To the outside eye, Grandma Belle’s popsicle is melting across the book in her lap again, though she sits in her wicker chair under the shade of the peach tree behind her cottage.
To the inner eye, Grandma Belle is dying, and she dies a little more each day.
Grandma Belle’s eyes are closed, and her hands are limp in her lap, but one finger strokes the cotton of her red dress and remembers.
Grandma Belle is Belle again, young and beautiful, picking roses to decorate the kitchen table in her hungry house, for George is coming over for dinner and, indeed, Andrew and Rick have promised to stop by within two hours of each other for dinner or an evening walk. It will be a good day for the house to feast.
Belle’s cottage is thatched and round, and she keeps curtains of white lace across the windows because children pass by on the road outside her garden on their way to and from school, and farm girls skip past with eggs to sell at the market in the village five minutes away. No eyes are invited into Belle’s house save the ones she permits.
Belle picks her roses and tears her dress on a thorn. The house seems to laugh at her, fluttering its curtains. After all, it is hungry, and no young men have visited lately to paint the walls with their passions. That will change today.
Belle walks inside to mend her dress. Men love this scarlet dress and she loves it to when she wears it with white heels. Belle’s home is a scented bower of love and Belle smiles at the memories in each piece of furniture as she passes through the parlor.

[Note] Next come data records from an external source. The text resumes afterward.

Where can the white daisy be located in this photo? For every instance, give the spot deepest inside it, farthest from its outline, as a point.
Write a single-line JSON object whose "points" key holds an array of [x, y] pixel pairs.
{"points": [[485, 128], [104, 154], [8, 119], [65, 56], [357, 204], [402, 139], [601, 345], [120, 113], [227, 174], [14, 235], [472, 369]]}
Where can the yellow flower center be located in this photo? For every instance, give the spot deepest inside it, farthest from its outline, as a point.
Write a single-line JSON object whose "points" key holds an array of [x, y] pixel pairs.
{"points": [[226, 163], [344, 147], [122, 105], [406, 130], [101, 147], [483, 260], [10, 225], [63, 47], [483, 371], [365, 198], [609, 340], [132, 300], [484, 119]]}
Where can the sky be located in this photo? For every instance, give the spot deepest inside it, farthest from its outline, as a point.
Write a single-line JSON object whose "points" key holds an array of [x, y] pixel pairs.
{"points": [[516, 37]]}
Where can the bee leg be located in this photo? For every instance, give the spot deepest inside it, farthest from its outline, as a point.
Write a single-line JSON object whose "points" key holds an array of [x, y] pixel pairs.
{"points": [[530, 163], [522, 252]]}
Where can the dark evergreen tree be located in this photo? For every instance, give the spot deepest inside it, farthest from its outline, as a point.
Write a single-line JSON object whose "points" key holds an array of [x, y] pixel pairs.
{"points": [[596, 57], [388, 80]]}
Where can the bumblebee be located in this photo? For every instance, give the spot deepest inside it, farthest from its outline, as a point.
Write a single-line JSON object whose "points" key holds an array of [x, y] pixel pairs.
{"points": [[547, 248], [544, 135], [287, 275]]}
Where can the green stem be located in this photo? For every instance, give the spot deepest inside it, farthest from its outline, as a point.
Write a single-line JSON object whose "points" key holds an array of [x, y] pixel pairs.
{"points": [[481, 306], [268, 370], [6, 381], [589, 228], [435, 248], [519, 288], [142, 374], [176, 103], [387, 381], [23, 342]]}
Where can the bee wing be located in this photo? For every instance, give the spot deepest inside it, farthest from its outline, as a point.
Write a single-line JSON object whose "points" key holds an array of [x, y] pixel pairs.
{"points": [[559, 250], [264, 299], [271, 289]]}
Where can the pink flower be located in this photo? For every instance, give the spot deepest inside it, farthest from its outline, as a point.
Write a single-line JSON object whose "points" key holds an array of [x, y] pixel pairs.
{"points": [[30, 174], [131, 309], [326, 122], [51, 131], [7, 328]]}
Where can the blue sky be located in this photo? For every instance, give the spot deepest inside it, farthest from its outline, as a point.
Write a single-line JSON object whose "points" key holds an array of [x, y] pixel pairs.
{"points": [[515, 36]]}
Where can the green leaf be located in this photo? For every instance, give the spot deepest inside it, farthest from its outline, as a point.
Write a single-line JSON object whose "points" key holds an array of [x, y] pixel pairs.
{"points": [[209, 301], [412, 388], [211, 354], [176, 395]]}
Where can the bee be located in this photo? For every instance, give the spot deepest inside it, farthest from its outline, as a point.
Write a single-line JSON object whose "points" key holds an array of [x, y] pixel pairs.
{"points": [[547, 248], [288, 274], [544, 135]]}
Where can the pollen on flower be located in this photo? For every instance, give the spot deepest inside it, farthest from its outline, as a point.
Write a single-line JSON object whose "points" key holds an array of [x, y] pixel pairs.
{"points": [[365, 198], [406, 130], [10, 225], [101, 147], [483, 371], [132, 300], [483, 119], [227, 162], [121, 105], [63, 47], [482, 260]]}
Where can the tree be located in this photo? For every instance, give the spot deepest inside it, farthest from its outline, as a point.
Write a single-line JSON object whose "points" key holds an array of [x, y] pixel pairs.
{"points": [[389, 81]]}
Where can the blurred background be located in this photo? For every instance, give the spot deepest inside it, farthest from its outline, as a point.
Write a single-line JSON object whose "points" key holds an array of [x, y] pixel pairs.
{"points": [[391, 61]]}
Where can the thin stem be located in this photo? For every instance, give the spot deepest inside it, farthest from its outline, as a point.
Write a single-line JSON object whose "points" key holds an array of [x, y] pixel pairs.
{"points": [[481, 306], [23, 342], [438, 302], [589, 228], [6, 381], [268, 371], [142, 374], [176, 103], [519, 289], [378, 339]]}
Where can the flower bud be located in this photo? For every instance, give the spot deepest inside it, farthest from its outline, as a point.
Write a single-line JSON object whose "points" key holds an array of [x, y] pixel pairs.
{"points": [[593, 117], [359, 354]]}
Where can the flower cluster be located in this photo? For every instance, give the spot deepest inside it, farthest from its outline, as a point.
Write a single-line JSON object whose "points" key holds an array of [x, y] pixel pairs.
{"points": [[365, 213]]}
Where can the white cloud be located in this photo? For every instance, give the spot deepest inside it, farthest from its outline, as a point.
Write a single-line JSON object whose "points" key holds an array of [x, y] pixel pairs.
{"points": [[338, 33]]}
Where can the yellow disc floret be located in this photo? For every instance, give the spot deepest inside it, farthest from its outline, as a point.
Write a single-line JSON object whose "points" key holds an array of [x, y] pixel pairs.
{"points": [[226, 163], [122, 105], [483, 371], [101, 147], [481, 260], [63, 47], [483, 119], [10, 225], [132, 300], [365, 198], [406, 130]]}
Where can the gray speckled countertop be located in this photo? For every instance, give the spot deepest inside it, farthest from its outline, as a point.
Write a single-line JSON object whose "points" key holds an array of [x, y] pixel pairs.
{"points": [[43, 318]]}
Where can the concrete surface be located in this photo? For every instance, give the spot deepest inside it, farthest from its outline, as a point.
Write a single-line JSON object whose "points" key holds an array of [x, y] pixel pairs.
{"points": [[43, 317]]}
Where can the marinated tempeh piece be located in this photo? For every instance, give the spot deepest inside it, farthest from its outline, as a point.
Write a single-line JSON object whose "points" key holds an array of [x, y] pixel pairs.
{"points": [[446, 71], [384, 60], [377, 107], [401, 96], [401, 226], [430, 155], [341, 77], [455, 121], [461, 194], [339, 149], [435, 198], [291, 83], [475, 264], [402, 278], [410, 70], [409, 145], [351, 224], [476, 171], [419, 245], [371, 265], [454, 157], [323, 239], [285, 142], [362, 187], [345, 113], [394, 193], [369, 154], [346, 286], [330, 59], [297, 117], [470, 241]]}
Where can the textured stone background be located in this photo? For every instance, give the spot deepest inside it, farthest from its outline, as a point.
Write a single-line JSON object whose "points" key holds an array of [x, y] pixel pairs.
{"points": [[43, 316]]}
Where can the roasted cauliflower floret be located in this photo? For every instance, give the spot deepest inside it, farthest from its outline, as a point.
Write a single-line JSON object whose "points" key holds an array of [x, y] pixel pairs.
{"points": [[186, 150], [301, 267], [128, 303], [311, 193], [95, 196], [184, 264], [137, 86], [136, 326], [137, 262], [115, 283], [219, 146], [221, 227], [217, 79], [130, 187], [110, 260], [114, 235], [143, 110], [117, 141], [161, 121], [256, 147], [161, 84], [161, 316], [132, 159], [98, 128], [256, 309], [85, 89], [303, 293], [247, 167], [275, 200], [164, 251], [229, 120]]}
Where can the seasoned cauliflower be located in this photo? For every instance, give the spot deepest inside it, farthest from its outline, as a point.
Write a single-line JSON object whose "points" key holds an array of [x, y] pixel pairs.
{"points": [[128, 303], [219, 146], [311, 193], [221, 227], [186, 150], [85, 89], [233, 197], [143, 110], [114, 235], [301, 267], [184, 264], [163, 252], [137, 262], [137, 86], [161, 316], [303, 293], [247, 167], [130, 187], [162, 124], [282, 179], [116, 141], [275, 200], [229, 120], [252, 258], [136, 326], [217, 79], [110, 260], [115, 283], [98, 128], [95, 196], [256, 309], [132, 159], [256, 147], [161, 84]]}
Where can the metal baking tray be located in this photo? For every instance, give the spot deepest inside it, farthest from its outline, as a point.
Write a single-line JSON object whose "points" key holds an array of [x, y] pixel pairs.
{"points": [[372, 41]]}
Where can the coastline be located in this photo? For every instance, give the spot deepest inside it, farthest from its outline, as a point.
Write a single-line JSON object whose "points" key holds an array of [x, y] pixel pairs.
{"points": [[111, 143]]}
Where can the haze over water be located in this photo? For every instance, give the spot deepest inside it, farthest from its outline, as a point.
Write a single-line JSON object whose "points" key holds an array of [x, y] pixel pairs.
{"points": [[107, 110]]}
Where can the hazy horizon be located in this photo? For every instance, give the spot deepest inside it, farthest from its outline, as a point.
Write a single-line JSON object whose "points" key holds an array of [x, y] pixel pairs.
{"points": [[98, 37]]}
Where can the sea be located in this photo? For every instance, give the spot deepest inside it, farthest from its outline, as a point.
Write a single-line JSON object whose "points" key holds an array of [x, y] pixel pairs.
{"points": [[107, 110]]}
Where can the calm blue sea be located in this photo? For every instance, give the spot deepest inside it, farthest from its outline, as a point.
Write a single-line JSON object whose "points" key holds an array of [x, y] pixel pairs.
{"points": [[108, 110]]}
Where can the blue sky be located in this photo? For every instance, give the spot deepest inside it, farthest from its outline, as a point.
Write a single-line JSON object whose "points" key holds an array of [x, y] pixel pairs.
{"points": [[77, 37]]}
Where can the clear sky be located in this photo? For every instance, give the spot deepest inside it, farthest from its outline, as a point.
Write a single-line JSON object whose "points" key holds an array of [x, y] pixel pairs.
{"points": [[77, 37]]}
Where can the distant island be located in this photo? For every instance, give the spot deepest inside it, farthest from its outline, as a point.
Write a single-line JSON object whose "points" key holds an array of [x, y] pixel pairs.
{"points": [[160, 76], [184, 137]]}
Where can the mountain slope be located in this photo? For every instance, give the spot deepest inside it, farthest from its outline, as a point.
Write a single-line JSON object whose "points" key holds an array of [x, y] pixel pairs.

The love seat is Andrew’s place of choice, while George prefers the armchair. Rick likes Belle in the kitchen while strangers soon learn to make up their minds.
Belle mends her dress. Before she can answer the ringing of the doorbell, old Grandma Belle wakes up, her fingers posed over the subtle stitches in her dress that she put there long ago after the roses tore it.
Grandma Belle gets up. There is not much the house allows her these days, so popsicles are a last remembrance of her freedom. Belle knows she must soon make way for a new young one to fuel the house’s need for love, just as she took over from the old crone who lived here three hundred years ago.
Grandma Belle rises from her wicker chair. She plants her popsicle stick at the base of the peach tree before she enters the house. She smiles as fresh comparison to the past and present tell her only, she has changed in this eternal home. She enters her bedroom to select the dress for tomorrow. It is a blue dress with puffed sleeves.
Grandma Belle wears the dress with white stockings and shoes that buckle with flamboyant clasps. It still fits her, even after two hundred years. She has shrunk, rather then grown, begun to collapse in on herself as old age takes its toll and the house sucks away the rest of her to fuel itself.
The dress is blue and young Belle loves it. She found it at the back of the bedroom closet, hidden behind layers of taffeta and silk, perhaps the dress of the first woman to fuel the house. Belle knows the house has stood for thousands of years from the different tools in the kitchen draws and the strange paintings on the walls that slowly change to hint at the passing centuries. Standing in the closet, Belle thumbs through the dresses packed onto the silk-padded hangers, looks through boxes of shoes. Here are clothes to please any gentleman, from the rich man down to the sad fellow who likes ancient yellow colors.
Grandma Belle sits in her wicker chair in the dress and licks a blue popsicle. It is a frozen blueberry treat, made with the largest blueberries picked from the row of bushes behind the rose plot. She sits until she holds a stick and remembers the secret thrill of slowly peeling off a pair of white stockings, of kicking her shoes across the room.
The next day is Sunday and Grandma Belle sits in her wicker chair, dressed in the pink silk she wore when a Prince came to visit her over seventy-five years ago. He was a passionate man, Grandma Belle remembers, who wanted to fill the house with his praises, but he begged when Belle left him slighted of her love.
The pink silk is still flawless as Grandma Belle strokes the cloth on her knee and wonders what girl will take her place when she is dead. Unlike the women who have occupied the house over the centuries, the house lives on, its hunger growing, its need for love never satisfied. It is not a bad life feeding the house part of the love Belle has experienced over the centuries. Belle has enjoyed it.
A girl comes to Grandma Belle’s cottage on Mondays to cook and clean. It is on a Monday that Grandma Belle dies, secure in scarlet memories of her past and free in the knowledge she no longer has to fuel the house’s need for tainted love. When the servant girl finds Grandma Belle, she is dead with a blue popsicle stick stuck between her fingers.
When the girl takes the popsicle stick and buries it at the base of the peach tree, she slowly smiles because, like Grandma Belle in her youth, she too knows the smile of half a dozen gentlemen and, unlike Grandma Belle, her heart is still young and pulsing with love. Her body still needs passion.
The girl knows she must fill the house with twice as much love as Grandma Belle fed it to reap its reward of long-lasting life, but she has no doubt she will succeed and live to be six hundred, twice as old as the dead woman before her.
Times are changing and even women come looking for love.